El concepto de parresía significa la posibilidad del ciudadano de decir lo verdadero frente a quienes detentan el poder. El poder subversivo de la palabra, de la verdad que encierra, se opone a la mentira y la retórica de los que mandan. Exhibe las tramoyas de quienes gobiernan, las tácticas de los sofistas, la esquizofrenia de la clase política, la adulación de los papagayos mediáticos. Para un parresiasta no hay grises ni posibilismos. Las acusaciones de traición y estupidez, dirigidas por Sicilia a los legisladores que aprobaron la minuta de la ley de seguridad nacional, tienen que ver con el hecho de que no cumplieron la palabra dada, y con esa actitud intransigente y estúpida insultaron a las víctimas de la violencia y se traicionaron como hombres. Léase traición, también, como opuesto a lealtad, esa noción tan cara en México a los usos y costumbres de la familia, los clanes y las mafias.
“Los hombres son en la palabra”, decía Paulo Freire. Existir, humanamente, es pronunciar el mundo, transformarlo. Si Sicilia no practicara su diatriba, sería servil ante los otros –incluidos los millares de víctimas de la violencia que hoy creen en su palabra y su acción– e inauténtico consigo mismo. Ante el discurso rastrero, laudatorio del nuevo orden calderonista y la razón de Estado, enunciado por los amaestrados policías del pensamiento en los medios, el lenguaje de Sicilia incomoda, molesta. Su palabra verdadera erosiona el poder que tiene el discurso tecnomediático como vehículo de socialización e imposición de una forma conservadora, homogeneizadora, de ver la realidad, donde no cabe la crítica ni las preguntas radicales sobre el sentido de la vida y las relaciones sociales. Su lenguaje pedagógico –como antes el zapatista– es instituyente de una verdad distinta a la adecuada, a la políticamente correcta del caótico y violento orden neoliberal.
Ante la verdad oficial y la ideología fatalista e inmovilizadora del discurso hegemónico y el de quienes justifican el autoritarismo y la represión barbarizante del régimen de Calderón, la palabra de Sicilia es también un acicate para despertar la autonomía de las demás víctimas de una guerra absurda, irresponsable, fratricida. Su tarea no es fácil. Hasta los excluidos se identifican con las reglas de la clase dominante y las legitiman. Asumir la autonomía requiere ir contra el consenso impuesto desde arriba.

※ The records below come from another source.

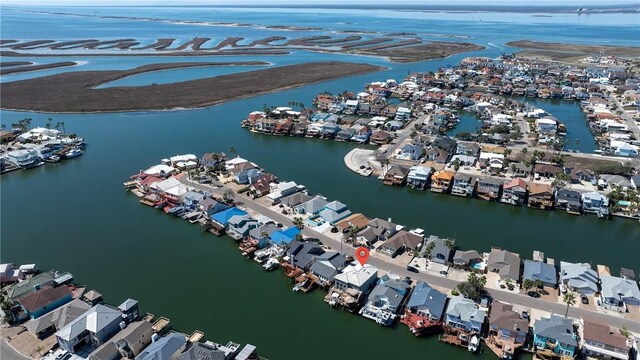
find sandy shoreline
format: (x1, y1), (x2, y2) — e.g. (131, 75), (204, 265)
(507, 40), (640, 57)
(0, 61), (386, 113)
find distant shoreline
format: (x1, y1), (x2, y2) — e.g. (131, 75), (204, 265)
(0, 61), (386, 113)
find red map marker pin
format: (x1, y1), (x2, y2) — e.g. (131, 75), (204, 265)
(355, 247), (370, 266)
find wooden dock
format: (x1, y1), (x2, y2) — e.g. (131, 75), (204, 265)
(152, 317), (171, 335)
(188, 330), (205, 343)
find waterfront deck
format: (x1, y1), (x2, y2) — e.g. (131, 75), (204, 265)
(152, 317), (171, 335)
(399, 310), (442, 336)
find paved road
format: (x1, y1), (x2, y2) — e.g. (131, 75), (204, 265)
(1, 340), (31, 360)
(182, 177), (640, 332)
(610, 94), (640, 137)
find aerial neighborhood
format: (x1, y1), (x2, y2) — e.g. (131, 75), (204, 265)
(104, 150), (639, 359)
(0, 264), (264, 360)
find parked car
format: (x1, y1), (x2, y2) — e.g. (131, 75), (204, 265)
(522, 311), (530, 321)
(581, 295), (589, 304)
(406, 265), (419, 273)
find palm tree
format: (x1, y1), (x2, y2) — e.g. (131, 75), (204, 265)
(292, 217), (304, 230)
(60, 121), (66, 133)
(522, 279), (534, 293)
(521, 147), (528, 155)
(260, 231), (269, 240)
(348, 226), (359, 245)
(563, 292), (576, 317)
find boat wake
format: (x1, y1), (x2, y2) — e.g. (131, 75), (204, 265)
(487, 42), (504, 50)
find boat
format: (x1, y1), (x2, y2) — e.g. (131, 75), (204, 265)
(262, 257), (279, 271)
(468, 334), (479, 353)
(65, 148), (83, 158)
(49, 155), (61, 162)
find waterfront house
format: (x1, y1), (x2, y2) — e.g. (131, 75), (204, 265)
(211, 208), (248, 230)
(452, 250), (483, 269)
(344, 99), (359, 114)
(200, 153), (226, 169)
(369, 130), (391, 145)
(533, 315), (577, 358)
(599, 275), (640, 312)
(318, 201), (352, 224)
(270, 226), (301, 246)
(407, 166), (432, 190)
(360, 276), (411, 326)
(135, 332), (187, 360)
(559, 262), (599, 296)
(16, 285), (73, 319)
(247, 223), (279, 249)
(424, 235), (453, 265)
(581, 191), (609, 215)
(234, 168), (263, 185)
(88, 320), (153, 360)
(26, 298), (90, 339)
(555, 188), (582, 214)
(334, 264), (378, 294)
(528, 183), (554, 209)
(351, 126), (372, 143)
(578, 318), (630, 360)
(168, 154), (198, 168)
(335, 127), (356, 142)
(451, 173), (477, 197)
(7, 149), (38, 168)
(199, 198), (230, 216)
(405, 282), (447, 321)
(534, 164), (563, 179)
(500, 178), (527, 206)
(295, 196), (328, 215)
(378, 230), (424, 258)
(444, 296), (486, 334)
(267, 181), (301, 201)
(488, 302), (528, 359)
(55, 304), (124, 354)
(335, 213), (369, 233)
(286, 240), (324, 271)
(487, 249), (521, 283)
(7, 271), (55, 300)
(82, 289), (102, 307)
(523, 260), (557, 288)
(477, 177), (502, 201)
(0, 263), (25, 285)
(280, 192), (313, 208)
(306, 122), (323, 137)
(430, 171), (454, 193)
(357, 218), (399, 246)
(320, 122), (340, 138)
(383, 165), (409, 186)
(117, 299), (139, 324)
(227, 214), (259, 240)
(177, 342), (231, 360)
(309, 251), (347, 287)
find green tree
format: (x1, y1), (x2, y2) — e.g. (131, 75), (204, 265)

La libertad, decía Adorno, se basa en escapar a toda alternativa prestablecida. Pero la lógica de la consecuencia, el correlato entre el decir y el hacer, implica escarnio, sarcasmo, acoso, desacreditación política.
En la agenda de Sicilia y su movimiento sigue el diálogo radical con los ministros de la Suprema Corte de Justicia, esos expertos en la abstracción, la evasión y la ambigüedad. Aunque el poeta ya adelantó que están hasta la madre de la guerra, del engaño y la simulación, y convocó a una movilización popular para el 14 de agosto. Con lo que en el ámbito de lo social organizado se podría entrar en una lógica de movimiento de movimientos, como anticipo de otro septiembre negro.